The Joint Parliamentary Committee (JPC), in its report, also talks about IDBI dominating the affairs of UTI despite the obvious conflict of interest, since IDBI had started its own mutual fund in 1994. IDBI should have taken the initiative to withdraw itself from control of UTI and its presence on the Board of Trustees of UTI at this stage, the JPC report states. Now IDBIs gone but in the new set-up, UTI Mutual Fund will have as its sponsors Life Insurance Corporation (LIC), State Bank of India (SBI), Bank of Baroda (BoB) and Punjab National Bank (PNB). Ironically, all these entities have their own mutual funds. Is it really a recast then
The problem is more acute since three out of four sponsors with the sole exception of LIC are listed entities on the stockmarkets. In fact, they are important banking sector stocks which no fund worth its name can ignore if it wants a well-rounded portfolio. If UTI Mutual decides to aggressively purchase stocks like SBI, PNB or BoB, the market will not view it very well, since these three are also UTI Mutuals sponsor banks. The conflict of interest aspect is all too apparent despite the decision of the government to go ahead with a complex recast of UTI by splitting the organisation.
Take another possibility. Since all these entities have their own mutual funds, which in turn invest in most blue-chips, if UTI Mutual decides to aggressively purchase some stocks which also dominate the portfolios of some of the mutual funds sponsored by UTIs sponsors, then again eyebrows are bound to be raised and questions asked about the sanctity of such investments. This is because aggressive purchases by UTI Mutual may result in propping up the market prices of these blue-chips which, in turn, will bolster the net asset values (NAVs) of the funds sponsored by UTIs sponsor banks. The point, therefore, is, whether or not there is any wrongdoing, questions may still be asked about the sanctity of UTI Mutuals investment decisions either way.

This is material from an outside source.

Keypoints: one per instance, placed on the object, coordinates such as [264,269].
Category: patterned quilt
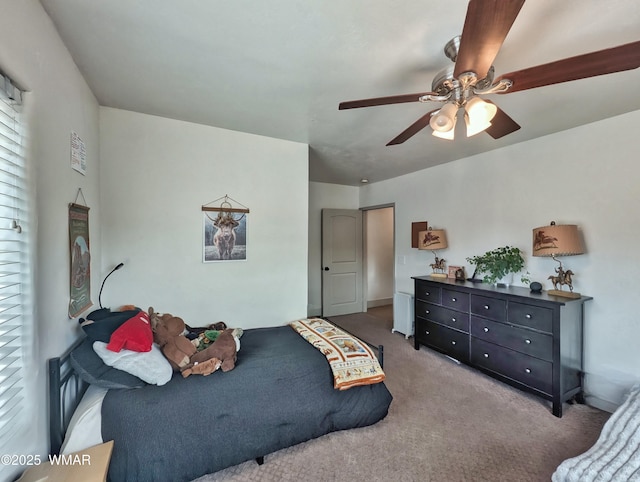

Anticipating this, the JPC has, commenting on UTI, pointed out in the section Future Role that the institutions chosen to sponsor UTI should be those that have not sponsored their own mutual funds. It has even said that in case this is not found feasible, the government should spell out in detail both through legislation and through policy guidelines as to how it proposes to insulate UTI-II from the inherent conflict of interest as regards these institutions. If the government is serious about restoring UTIs credibility through the newly formed UTI Mutual Fund, it should immediately address the issue of conflict of interest. The sponsors should also look for ways to address this problem if they are serious about UTI Mutual. Otherwise, the government would be better off bringing in other sponsors in the form of banks or institutions which dont come with excess baggage in the form of their own funds.